Shared by Autumn Marshall
Don't get me wrong, I absolutely love that there is a whole month dedicated to the awareness of stillbirth, miscarriage, and infant loss. I love that we are able to speak freely about our feelings of loss, and we are no longer speaking in whispers about it. There are so many online communities that make it possible to share our stories and get that much-needed support. Even major television shows are addressing this very important topic. But for me, it's not just one month. For me, it's every. single. day.
My "month" begins in September. My anxiety whistle goes off September 1st, and it gets louder until the calendar turns to September 30. On September 30, 2011, I lost my son. I was 36 weeks pregnant, lying in a hospital bed when I was told there was no heartbeat. There were no obvious signs at first, and after an autopsy and genetic testing, nothing was ever found. For some reason, my perfect baby boy's heart stopped beating. Six years later it still tears me apart to write that. The best advice I ever received was, "It doesn't get easier; it just gets different." That is so true.

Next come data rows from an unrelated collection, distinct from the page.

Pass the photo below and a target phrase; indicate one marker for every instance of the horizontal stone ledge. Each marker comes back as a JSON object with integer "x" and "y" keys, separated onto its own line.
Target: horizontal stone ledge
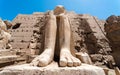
{"x": 52, "y": 69}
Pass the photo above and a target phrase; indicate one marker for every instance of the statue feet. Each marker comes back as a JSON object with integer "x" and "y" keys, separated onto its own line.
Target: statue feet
{"x": 66, "y": 59}
{"x": 44, "y": 59}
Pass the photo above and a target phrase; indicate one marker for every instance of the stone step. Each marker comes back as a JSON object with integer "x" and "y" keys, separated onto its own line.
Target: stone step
{"x": 12, "y": 58}
{"x": 52, "y": 69}
{"x": 7, "y": 52}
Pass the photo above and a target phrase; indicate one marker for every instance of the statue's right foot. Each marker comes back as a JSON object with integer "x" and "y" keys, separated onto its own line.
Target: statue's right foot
{"x": 66, "y": 59}
{"x": 44, "y": 59}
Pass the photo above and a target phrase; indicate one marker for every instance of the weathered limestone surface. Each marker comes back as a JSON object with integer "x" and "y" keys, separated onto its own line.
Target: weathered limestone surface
{"x": 112, "y": 28}
{"x": 53, "y": 69}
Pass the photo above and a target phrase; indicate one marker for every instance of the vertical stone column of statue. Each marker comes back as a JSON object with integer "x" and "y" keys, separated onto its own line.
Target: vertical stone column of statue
{"x": 50, "y": 36}
{"x": 4, "y": 35}
{"x": 66, "y": 58}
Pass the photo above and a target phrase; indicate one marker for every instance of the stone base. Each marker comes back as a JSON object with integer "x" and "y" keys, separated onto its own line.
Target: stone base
{"x": 52, "y": 69}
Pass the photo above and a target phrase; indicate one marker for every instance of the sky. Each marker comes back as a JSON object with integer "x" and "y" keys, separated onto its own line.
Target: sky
{"x": 102, "y": 9}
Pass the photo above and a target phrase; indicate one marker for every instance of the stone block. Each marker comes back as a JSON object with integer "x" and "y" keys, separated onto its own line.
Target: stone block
{"x": 52, "y": 69}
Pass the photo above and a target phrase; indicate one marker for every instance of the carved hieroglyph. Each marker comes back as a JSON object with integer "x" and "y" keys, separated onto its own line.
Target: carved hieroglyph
{"x": 64, "y": 31}
{"x": 4, "y": 35}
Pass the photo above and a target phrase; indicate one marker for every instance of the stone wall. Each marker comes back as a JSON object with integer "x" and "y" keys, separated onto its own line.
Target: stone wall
{"x": 112, "y": 28}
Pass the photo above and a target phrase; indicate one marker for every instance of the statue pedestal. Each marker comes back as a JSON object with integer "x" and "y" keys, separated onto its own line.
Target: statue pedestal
{"x": 52, "y": 69}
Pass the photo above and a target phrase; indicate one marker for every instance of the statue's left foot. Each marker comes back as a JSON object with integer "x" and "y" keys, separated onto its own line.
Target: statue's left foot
{"x": 44, "y": 59}
{"x": 66, "y": 59}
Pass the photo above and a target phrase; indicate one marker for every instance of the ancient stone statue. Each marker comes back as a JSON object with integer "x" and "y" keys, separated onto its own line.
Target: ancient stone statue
{"x": 57, "y": 30}
{"x": 4, "y": 35}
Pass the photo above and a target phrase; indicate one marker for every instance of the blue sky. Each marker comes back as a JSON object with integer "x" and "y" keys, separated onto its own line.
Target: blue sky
{"x": 100, "y": 8}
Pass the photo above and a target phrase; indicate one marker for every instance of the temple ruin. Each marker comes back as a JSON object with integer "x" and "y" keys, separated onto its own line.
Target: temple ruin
{"x": 90, "y": 35}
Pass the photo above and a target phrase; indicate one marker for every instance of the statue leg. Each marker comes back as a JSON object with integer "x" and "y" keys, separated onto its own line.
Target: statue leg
{"x": 66, "y": 58}
{"x": 50, "y": 36}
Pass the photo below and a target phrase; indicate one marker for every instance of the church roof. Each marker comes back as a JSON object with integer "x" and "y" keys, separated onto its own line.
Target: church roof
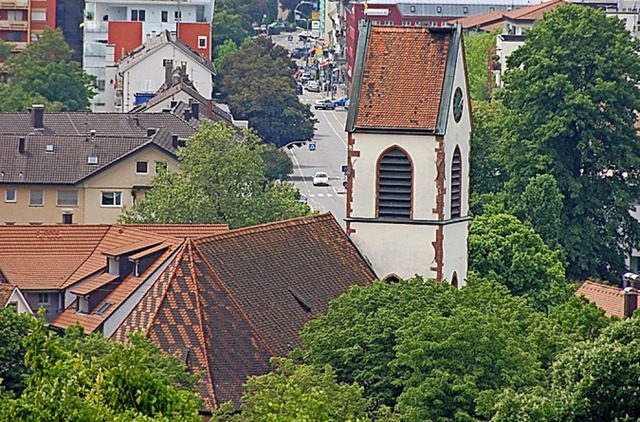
{"x": 403, "y": 78}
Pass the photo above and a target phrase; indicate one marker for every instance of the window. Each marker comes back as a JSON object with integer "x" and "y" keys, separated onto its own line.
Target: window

I was one of the lucky ones. I was able to have another child. My daughter was born in October of 2012. Not everyone is that lucky. There are many people who aren't able to conceive again. Or they do, but suffer yet another loss. So, yes, I am very grateful for my daughter. She is my lifesaver, as I was diagnosed with Large Cell Neuroendocrine Carcinoma of the cervix when I was 30 weeks pregnant with her. Had I not been pregnant, I most likely would not have found out so early. Does having another child take away the love and longing I have for my son? No, it does not.
As I mentioned earlier, my loss does not fit into one month. It is every day of my life. Does it consume every single day? No, but there is a part of every day where I think about my son. It's dropping my daughter off at school and realizing that my son should be in the car, too. It's when someone asks me how many children I have. It's shopping for clothes and glancing towards the boys’ section. There are so many things that can happen in a day that make me think of him. Sometimes, nothing even has to happen for me to take out his picture or visit him at the cemetery.
I love being able to talk freely about my son. I love when people ask me questions, or I am able to write about him. In the six short years since I lost my son, we as a loss community have come so far. I believe that with awareness and hope we can go even further. Just remember that for you as a parent, grief doesn't have to be limited to just one month. Remembrance can take place every day, and that is okay. Our children are a part of us and we will never stop loving them. For us, it's not just one month.